Went to the WeRoad social (event organised by the international backpacking brand) in Manchester Friday night. Taphouse in Symphony Park played host, serving up giant margarita pizzas (that were quickly demolished by the famished guests, including myself). Nice bar, automated serving system was a bit complicated though if all you want is a soft drink. Dished out a few blog cards, promoted my own meetup groups. 

Followed a subset group to the nearby Revolution then called it a night. 

Had a stroll around town. Found a film set: the latest series of Brassic was under way on George St in Chinatown. 

 

 

Saturday night: Ran a Manchester Nightlife meetup to Ashton, in particular Nico Ditch, for Connect, a night of house music. My good friend Paul Smith was DJing with a few others. Small venue, but we packed out. Friendly faces everywhere. One attendee came out – great to introduce her to people. 

 

 

Finally got around to trying the local steakhouse, The Edge. Great food tonight. 

 

 

A busy week. Glad things are - literally and figuratively – warming up.

Saturday, 8 February 2025

Black Pepper Fennel Prawns

From Rukmini Iyer’s India Express: South Indian-Style Black Pepper & Fennel Prawns. 

I used dried coriander and ginger, not fresh. I’d never get through it all otherwise. I thought I had cumin seeds. Seems not. Well, I’ve subsequently bought some. Ground cumin sufficed. Should have taken 30 mins, took me 42. 

It came out very spicy, but that’s how I like it.

Monday, 3 February 2025

Food is on the agenda this week.

Food and house music. And more. Now Veganuary is over, and I’m not hammering the chin-ups so much, I’m mixing in a few other events to brighten up my routine. You might want to get involved too. Here we go… 

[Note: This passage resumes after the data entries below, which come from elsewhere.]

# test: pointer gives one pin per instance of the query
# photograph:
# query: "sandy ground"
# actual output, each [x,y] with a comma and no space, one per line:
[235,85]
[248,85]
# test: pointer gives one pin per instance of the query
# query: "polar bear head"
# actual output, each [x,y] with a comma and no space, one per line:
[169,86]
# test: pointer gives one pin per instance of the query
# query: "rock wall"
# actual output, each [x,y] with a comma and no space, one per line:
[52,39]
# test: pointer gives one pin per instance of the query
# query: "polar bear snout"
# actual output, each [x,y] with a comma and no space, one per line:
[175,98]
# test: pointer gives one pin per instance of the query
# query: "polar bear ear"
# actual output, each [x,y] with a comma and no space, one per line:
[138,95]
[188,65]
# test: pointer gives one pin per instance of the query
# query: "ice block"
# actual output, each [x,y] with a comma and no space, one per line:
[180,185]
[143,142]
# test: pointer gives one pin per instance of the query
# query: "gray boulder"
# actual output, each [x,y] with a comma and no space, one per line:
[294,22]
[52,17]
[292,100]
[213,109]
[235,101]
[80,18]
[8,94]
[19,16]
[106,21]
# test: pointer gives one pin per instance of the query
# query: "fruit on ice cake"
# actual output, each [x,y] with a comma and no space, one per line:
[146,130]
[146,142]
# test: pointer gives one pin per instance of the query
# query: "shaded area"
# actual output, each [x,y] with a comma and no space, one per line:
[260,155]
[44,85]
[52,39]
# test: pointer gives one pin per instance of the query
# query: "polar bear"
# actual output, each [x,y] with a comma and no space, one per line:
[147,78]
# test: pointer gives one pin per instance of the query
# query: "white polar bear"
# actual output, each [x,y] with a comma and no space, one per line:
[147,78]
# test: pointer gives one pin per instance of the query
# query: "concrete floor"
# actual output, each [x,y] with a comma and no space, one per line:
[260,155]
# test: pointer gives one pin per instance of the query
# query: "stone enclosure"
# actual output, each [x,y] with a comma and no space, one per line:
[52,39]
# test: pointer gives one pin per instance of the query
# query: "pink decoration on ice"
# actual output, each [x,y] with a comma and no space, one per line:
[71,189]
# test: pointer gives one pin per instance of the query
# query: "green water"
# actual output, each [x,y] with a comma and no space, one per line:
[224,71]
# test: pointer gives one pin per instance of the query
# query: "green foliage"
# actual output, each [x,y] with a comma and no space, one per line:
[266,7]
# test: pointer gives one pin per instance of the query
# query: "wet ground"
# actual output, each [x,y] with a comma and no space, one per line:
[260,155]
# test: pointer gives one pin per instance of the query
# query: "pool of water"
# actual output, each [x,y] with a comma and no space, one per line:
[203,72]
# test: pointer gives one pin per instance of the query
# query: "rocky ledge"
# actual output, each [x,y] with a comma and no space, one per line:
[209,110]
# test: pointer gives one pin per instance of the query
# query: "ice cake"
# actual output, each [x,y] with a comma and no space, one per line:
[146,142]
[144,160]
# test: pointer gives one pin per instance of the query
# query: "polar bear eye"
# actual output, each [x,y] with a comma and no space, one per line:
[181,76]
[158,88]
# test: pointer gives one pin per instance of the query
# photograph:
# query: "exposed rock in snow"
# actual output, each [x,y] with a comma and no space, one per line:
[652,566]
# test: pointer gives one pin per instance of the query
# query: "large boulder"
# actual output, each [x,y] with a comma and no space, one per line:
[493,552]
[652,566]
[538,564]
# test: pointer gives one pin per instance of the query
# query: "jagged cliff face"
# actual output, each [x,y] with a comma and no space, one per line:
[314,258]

Tuesday night: a new writers group opens at Oldham Library. Not sure if it has a defined name yet. I’m gonna take a look.

 

I’m going for a steak with the family Wednesday night. 

Friday night: free pizza at the WeRoad social. The Taphouse in Symphony Park holds host to the Meetup, out on Oxford Road where the BBC used to be. A great chance to meet new people, eat, try new bars. The WeRoad brand is popular with backpacker types travelling the world. I’m going to dish out some blog cards. Try to recruit people for my own Meetups.

 

Saturday night: a good friend of mine is DJing in Nico Ditch in Ashton. Join the Manchester Nightlife Meetup for Connect, a night of house music in a different venue out of the city. Expect electronica, friendly vibes, low priced ales and a slightly more matured, chilled crowd.